Molti avrebbero voluto fare come lui. Ma il rischio era il ritiro dell’intera delegazione. Daniel Barefoot, campione americano di skeleton, ammette di essere sotto choc: pensava che il CIO avrebbe fatto un passo indietro. Invece no. L’organizzazione che si proclama custode dei valori universali dello sport ha scelto l’applicazione rigida di una norma, trasformando una commemorazione in un caso politico.

Il ministro dello Sport ucraino, Matvii Bidnyi, parla di atteggiamento “profondamente ipocrita”. Ricorda che una bandiera russa vietata è passata quasi inosservata su un altro casco, mentre l’attenzione si è concentrata sullo skeletonista ucraino. “Non esiste una norma che proibisca immagini di questo tipo. Non era propaganda, ma memoria”. E attacca la formula della neutralità: un’illusione che favorisce chi usa lo sport come strumento di soft power.

La questione, in fondo, è tutta qui. Il CIO rivendica una neutralità universale. Ma l’universalità si incrina quando si entra nel merito dei conflitti. L’argomento dei “130 conflitti” sembra una scorciatoia retorica: come se l’impossibilità di occuparsi di tutto autorizzasse a non occuparsi di nulla. Come se la memoria di 660 atleti uccisi fosse equiparabile a una generica presa di posizione politica.

Heraskevych, laureato in fisica, ha perso un amico d’infanzia, Dmytro Sharpar, partito per il servizio militare e mai tornato. Quel casco nasce da lì, da un nome e un volto. Non da una strategia mediatica. E forse è proprio questo che rende la squalifica così esplosiva: non si punisce uno slogan, ma un ricordo.

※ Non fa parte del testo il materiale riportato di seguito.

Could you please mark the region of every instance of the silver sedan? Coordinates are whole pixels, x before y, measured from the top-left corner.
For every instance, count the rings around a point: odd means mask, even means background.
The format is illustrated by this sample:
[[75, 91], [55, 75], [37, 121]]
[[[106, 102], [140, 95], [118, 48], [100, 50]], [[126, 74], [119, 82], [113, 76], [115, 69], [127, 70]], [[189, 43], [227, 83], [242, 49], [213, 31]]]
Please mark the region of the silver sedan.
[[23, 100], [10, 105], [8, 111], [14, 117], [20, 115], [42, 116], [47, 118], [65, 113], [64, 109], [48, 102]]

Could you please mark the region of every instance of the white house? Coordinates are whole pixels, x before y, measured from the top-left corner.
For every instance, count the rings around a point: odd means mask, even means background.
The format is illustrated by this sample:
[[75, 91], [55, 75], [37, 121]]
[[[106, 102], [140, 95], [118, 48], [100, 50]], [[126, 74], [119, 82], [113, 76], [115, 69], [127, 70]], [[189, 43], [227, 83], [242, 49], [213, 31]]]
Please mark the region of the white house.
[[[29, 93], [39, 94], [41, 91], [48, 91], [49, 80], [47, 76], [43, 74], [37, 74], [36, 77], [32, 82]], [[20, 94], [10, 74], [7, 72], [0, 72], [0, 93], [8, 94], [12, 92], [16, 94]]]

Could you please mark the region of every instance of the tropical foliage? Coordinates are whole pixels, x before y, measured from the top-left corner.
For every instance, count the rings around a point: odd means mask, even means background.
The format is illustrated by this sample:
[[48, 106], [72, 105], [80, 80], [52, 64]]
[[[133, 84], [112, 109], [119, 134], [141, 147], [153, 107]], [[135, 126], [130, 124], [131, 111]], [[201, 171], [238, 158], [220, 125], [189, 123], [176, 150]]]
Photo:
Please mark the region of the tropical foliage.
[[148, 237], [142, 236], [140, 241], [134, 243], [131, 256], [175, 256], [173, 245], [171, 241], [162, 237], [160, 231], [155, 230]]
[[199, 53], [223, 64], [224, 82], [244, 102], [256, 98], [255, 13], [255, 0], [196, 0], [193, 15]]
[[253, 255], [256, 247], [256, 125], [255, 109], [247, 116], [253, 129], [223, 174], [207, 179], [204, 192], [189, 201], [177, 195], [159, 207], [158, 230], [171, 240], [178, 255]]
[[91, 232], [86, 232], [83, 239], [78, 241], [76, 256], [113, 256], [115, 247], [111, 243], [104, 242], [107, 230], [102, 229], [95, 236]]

Lo sport olimpico pretende di essere fuori dalla storia. Ma la storia, prima o poi, bussa alla porta del villaggio. E quando entra, chiede conto delle scelte. La decisione sul casco di Heraskevych non chiude la questione. La apre. Perché dietro la formula della neutralità resta una domanda scomoda: può davvero esistere uno sport senza memoria, mentre la guerra continua a contare i suoi morti?